Secondo Jay Edelson, avvocato esperto in tema di privacy, l’ordinanza rappresenta un pericoloso precedente: non solo vìola la fiducia degli utenti che confidavano nella possibilità di eliminare le proprie conversazioni, ma crea anche un forte incentivo a passare a soluzioni alternative come Claude di Anthropic o Gemini di Google, meno esposte al rischio di conservazione forzata dei dati.

Edelson mette in guardia su un rischio fondamentale: la vulnerabilità dei dati personali, riservati e sensibili archiviati, che potrebbero essere esposti non solo ad eventuali attacchi informatici, ma anche a banali errori nella gestione forense da parte dei legali delle controparti. “Gli avvocati non sono noti per le loro competenze in sicurezza informatica”, ha osservato, “e qui parliamo di alcuni dei dati più intimi mai registrati da un’intelligenza artificiale”.

Il pericolo non si limita però alle intrusioni esterne. Con i dati conservati, ogni futura richiesta da parte di forze dell’ordine o altri procedimenti civili potrebbe avere accesso a conversazioni private, creando uno scenario da sorveglianza permanente. “Le persone parlano delle loro relazioni, della loro salute, delle loro paure. E fino a ieri, pensavano di poter cancellare tutto questo con un clic”, cosa che a questo punto non è più garantita.

Disuguaglianza nell’applicazione: i clienti enterprise esclusi

Un altro elemento criticato è l’esclusione dei clienti enterprise dall’ordinanza, che continueranno a godere della piena riservatezza. Secondo Edelson, questa scelta potrebbe essere stata motivata dal desiderio di proteggere la competitività di OpenAI sul mercato B2B. Ma ciò implica una discriminazione netta: i più potenti sono protetti, i cittadini comuni no.

Questo ordine attacca solo la privacy della gente comune.

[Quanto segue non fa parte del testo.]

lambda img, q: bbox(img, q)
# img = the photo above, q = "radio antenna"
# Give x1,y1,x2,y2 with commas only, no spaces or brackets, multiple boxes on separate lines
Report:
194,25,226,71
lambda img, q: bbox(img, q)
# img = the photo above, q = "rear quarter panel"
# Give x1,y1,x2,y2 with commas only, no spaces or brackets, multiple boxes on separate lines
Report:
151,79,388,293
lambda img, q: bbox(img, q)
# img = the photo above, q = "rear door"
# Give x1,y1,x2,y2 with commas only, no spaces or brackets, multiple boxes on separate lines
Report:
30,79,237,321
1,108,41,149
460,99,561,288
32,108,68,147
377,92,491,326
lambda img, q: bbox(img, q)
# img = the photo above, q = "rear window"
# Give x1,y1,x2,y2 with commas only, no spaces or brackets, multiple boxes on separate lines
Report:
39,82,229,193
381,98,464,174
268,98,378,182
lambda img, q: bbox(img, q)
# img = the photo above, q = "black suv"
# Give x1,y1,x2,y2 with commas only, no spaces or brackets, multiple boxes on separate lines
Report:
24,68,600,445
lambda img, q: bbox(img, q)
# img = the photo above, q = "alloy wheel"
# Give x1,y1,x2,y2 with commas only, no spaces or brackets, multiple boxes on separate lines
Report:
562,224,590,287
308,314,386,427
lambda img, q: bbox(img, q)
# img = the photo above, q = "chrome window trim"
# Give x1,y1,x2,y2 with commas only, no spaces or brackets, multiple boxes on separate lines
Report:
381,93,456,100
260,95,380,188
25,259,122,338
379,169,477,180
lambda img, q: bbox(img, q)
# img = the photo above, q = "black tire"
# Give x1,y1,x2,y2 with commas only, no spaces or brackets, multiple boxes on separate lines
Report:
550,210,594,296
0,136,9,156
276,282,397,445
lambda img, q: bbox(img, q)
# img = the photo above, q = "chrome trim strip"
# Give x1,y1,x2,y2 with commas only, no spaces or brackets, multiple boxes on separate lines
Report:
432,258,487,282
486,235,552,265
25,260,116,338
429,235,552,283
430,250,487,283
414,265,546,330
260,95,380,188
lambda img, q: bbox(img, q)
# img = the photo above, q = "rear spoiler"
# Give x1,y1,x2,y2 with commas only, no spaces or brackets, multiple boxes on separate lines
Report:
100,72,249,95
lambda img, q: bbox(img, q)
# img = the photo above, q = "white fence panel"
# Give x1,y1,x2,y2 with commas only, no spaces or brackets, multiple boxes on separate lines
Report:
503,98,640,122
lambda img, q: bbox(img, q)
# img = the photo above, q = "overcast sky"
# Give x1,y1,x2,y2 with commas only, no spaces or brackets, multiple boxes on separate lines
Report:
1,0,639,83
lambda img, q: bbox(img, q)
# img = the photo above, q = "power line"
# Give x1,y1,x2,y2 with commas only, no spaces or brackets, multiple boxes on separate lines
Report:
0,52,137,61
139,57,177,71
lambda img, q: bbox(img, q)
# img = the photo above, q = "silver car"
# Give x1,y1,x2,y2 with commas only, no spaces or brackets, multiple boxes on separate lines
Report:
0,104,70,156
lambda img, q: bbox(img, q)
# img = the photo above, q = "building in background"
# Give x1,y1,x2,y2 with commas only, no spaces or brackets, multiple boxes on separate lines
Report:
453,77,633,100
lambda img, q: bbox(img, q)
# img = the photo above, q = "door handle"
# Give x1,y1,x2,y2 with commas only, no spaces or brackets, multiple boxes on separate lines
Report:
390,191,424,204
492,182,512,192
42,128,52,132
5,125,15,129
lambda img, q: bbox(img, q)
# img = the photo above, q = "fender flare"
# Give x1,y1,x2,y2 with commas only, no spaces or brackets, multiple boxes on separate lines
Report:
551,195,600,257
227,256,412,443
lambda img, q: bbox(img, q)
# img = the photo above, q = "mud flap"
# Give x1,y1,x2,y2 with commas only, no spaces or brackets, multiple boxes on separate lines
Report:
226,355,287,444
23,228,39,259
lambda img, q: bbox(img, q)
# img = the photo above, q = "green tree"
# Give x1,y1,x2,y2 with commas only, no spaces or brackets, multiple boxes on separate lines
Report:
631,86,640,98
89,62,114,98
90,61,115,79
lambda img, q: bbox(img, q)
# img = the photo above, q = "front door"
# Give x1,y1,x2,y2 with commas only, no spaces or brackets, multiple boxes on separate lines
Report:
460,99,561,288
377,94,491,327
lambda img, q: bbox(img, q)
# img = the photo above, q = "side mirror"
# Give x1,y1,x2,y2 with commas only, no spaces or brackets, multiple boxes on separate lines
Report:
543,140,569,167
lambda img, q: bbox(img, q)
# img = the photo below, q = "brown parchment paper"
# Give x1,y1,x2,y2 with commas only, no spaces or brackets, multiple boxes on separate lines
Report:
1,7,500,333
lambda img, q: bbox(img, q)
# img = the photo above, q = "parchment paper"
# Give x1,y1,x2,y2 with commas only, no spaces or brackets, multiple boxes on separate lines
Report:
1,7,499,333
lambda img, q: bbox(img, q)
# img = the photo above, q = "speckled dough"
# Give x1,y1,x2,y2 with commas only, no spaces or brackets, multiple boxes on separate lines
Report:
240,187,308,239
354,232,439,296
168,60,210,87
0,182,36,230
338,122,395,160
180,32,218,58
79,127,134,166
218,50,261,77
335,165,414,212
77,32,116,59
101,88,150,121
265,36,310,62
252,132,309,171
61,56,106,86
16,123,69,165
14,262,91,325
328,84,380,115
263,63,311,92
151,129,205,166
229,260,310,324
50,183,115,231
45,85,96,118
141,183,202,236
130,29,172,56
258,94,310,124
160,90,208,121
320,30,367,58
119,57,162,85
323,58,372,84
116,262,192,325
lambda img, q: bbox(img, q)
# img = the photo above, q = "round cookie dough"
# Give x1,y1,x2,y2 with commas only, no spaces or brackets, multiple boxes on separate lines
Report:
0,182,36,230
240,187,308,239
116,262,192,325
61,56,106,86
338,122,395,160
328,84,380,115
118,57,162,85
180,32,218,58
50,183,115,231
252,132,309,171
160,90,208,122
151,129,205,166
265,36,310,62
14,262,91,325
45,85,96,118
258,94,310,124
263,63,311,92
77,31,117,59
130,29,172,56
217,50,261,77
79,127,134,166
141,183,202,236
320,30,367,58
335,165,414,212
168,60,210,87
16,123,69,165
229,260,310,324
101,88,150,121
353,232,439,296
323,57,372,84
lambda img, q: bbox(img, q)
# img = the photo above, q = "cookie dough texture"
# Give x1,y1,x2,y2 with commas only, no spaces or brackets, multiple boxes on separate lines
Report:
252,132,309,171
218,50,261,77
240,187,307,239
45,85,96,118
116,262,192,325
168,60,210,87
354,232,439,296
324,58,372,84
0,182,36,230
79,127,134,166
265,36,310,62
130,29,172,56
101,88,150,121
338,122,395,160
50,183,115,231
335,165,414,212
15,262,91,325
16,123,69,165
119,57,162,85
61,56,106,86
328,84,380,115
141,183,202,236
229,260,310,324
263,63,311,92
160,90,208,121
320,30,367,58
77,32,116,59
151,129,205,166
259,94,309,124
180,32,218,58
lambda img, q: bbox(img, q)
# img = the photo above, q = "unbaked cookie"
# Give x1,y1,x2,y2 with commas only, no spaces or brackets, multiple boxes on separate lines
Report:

È inaccettabile”, ha affermato. “I clienti aziendali hanno risorse per difendersi, e ora sono stati completamente esonerati. Il che lascia scoperti solo gli utenti più vulnerabili”.

D’altra parte, OpenAI stessa scrive:

I miei dati sono interessati? Sì, se avete un abbonamento ChatGPT Free, Plus, Pro e Team o se utilizzate l’API OpenAI (senza un accordo di Zero Data Retention). Non sono invece interessati gli utenti di ChatGPT Enterprise o ChatGPT Edu. Il provvedimento non influisce inoltre sui clienti API che utilizzano endpoint di Zero Data Retention.

Non abbiamo ancora letto di un intervento dei Garanti europei. È estremamente probabile, però, che le prese di posizione possa ben presto arrivare. D’altra parte, c’è in gioco anche la riservatezza dei cittadini europei: come saranno trattati i loro dati a valle dei provvedimenti dei giudici USA Wang-Stein? Saranno automaticamente esclusi? Se sì in che modo?

Conservazione selettiva, ma non priva di pericoli

I log non saranno esaminati nella loro interezza. Come osservato in precedenza, le parti stanno negoziando un accesso limitato, probabilmente tramite parole chiave concordate, e i dati saranno anonimizzati. Tuttavia, i rischi non spariscono: OpenAI teme che i log possano contenere prove di usi impropri del sistema o di output in violazione del copyright, danneggiando ulteriormente la posizione della società diretta da Sam Altman.

Potrebbe rafforzarsi la tesi secondo cui ChatGPT danneggerebbe economicamente il mercato dei contenuti originali. E questo, secondo il diritto USA, è un elemento decisivo nella valutazione dell’applicazione della disciplina del fair use, soprattutto nella fase di addestramento dei modelli AI.